他说要跟她讲事情,然后就带着她来到这家公司,走进这间没人的办公室里,问题是,韩骥之干么把她带来这里?
现在都这么晚了,打从踏进这间公司以后,就没看到半个人影,他为何要带她到这里来呢?
「坐。」他脱下外套,随意披挂在椅背上,然后拉开办公室里的小冰箱,拿出两罐罐装饮料,并把其中一罐放在沙发前的矮几上。「这里是我的办公室,如何?还可以吧?」
「很、很好啊!」哇噻!是他的办公室耶!这里岂止还好而已,比起大公司高级主管的办公室,根本是有过之而无不及。他到底担任什么职务啊?

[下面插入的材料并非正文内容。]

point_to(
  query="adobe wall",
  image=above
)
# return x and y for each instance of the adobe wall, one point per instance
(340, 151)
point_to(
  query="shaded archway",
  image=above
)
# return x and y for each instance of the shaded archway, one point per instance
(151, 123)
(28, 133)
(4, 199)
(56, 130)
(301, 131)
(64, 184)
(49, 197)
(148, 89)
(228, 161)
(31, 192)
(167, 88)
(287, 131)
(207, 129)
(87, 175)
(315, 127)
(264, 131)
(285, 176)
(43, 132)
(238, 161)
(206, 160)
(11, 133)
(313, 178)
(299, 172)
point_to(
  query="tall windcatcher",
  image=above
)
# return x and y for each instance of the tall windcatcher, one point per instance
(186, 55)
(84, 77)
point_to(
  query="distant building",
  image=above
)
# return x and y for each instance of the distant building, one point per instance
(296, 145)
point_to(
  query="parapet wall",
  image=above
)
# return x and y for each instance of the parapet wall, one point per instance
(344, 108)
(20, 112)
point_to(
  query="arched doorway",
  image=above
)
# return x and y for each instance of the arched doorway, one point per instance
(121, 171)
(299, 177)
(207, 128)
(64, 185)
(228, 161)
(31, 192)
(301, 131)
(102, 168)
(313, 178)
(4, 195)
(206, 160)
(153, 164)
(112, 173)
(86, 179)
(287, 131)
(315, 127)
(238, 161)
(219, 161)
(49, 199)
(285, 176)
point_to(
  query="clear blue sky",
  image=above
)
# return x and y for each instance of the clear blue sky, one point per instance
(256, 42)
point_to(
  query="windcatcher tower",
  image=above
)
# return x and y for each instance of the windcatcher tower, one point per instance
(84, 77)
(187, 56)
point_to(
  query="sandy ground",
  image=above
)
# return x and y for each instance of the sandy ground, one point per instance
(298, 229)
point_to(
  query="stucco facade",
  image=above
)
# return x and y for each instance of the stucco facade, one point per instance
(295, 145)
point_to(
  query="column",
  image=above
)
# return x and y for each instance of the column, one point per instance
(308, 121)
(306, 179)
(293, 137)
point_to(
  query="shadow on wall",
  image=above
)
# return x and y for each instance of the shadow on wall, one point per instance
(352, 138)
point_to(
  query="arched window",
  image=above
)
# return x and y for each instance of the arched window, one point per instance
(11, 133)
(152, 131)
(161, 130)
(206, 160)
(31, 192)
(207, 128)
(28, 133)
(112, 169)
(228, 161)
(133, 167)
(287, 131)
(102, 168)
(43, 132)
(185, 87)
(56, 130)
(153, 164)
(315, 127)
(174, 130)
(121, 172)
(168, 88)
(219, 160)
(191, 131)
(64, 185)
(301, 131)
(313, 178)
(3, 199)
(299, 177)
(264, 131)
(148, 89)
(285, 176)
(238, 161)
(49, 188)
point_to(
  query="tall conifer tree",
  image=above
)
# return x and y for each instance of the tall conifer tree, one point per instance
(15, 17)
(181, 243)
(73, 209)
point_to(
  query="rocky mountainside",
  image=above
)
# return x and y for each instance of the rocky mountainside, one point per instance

她在沙发上坐下,不禁好奇的发问:「你的办公室这么大,我很好奇你在公司里是什么职位。」
「负责人。」他大方的丢出答案。
「负责人?!」她的声音不自觉的拔高,后知后觉的察觉到自己有些失态,不好意思的连忙压低音量。「意思是,这公司是你的喔?」
「也不能这么说,这里只是分公司,总公司是我父亲在美国创立的。」他边拉开饮料拉环边解释。
「喔。」这样也很厉害了,以他跟自己一样二十八岁的年纪,就能负责一家分公司的营运,比起她实在强太多了——见鬼了,现在可不是想那些的时候,还是快点搞清楚这家伙的目的才是重点。
「那,你想跟我谈有关玉琪的什么事?」
「其实她是我的员工……」喝了口饮料,韩骥之抿了抿唇,盯着她的眼,暗叹一声。「我就不拐弯抹角直说了,我想问你的是,你是不是曾经帮她当过保人?」
找上她是必然的过程,虽然有多种方法可以进行,但长痛不如短痛,他最后还是选择直话直说。
况且这只是个开始,接下来他还有更要紧的事要她配合。
「我哪有当过什么保——」她反射性的反驳,但话还没讲完就戛然而止,中断得极不自然。
「怎么?你想说什么?」他挑起眉尾,对她的反应颇感兴味。
「呃……你说的该不会是玉琪向公司小额贷款,寄回去给她父亲开刀的那笔钱吧?」完了,她突然想起好像真有那么回事,全身的肌肉霎时变得紧绷。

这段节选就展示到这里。